= German-South African Lawyers Association =

The German-South African Lawyers Association (GSLA; in German: Deutsch-Südafrikanische Juristenvereinigung) is a bilateral association open to all lawyers from South Africa and Germany with a specific interest in the respective other legal system. It particularly addresses persons from the two countries who are concerned with South African or German law due to their studies or professional occupation.

==Aims==
The GSLA strives for the establishment of permanent professional and personal contacts between lawyers from South Africa and Germany. Some of the GSLA’s aims consist of the propagation and extension of knowledge about South African as well as German law and legal thinking; the promotion of studies and academic work; the cultivation of academic cooperation with like-minded associations, institutions and organisations; the promotion of vocational training for young lawyers from both legal systems; the provision of contacts to answer enquiries regarding South African or German law.

==Activities and projects==
Apart from the annual meetings of the General Assembly the GSLA organises or takes part in meetings and conferences relating to its field of interest in varying intervals.
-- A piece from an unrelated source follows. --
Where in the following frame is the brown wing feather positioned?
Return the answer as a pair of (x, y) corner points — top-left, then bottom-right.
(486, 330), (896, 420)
Correlating, there is a special interest to establish contacts to like-minded associations and institutions. Thereby the GSLA regards itself as an information and networking service for its members. Due to the great geographical distance between South Africa and Germany a focal point for this is formed by the association's web site. It contains an extensive collection of legal links on South Africa as well as links with information on German law in English. An emphasis is placed on a collection of legal references as well as information on academic and professional matters.

==Board of directors==
At present, the board of directors consists of five persons: Rüdiger Dorobek (chairman), Philip Küpper (vice chairman), Dr. Jörgen Vogt, Raphael van de Sand and Annekatrin Donath.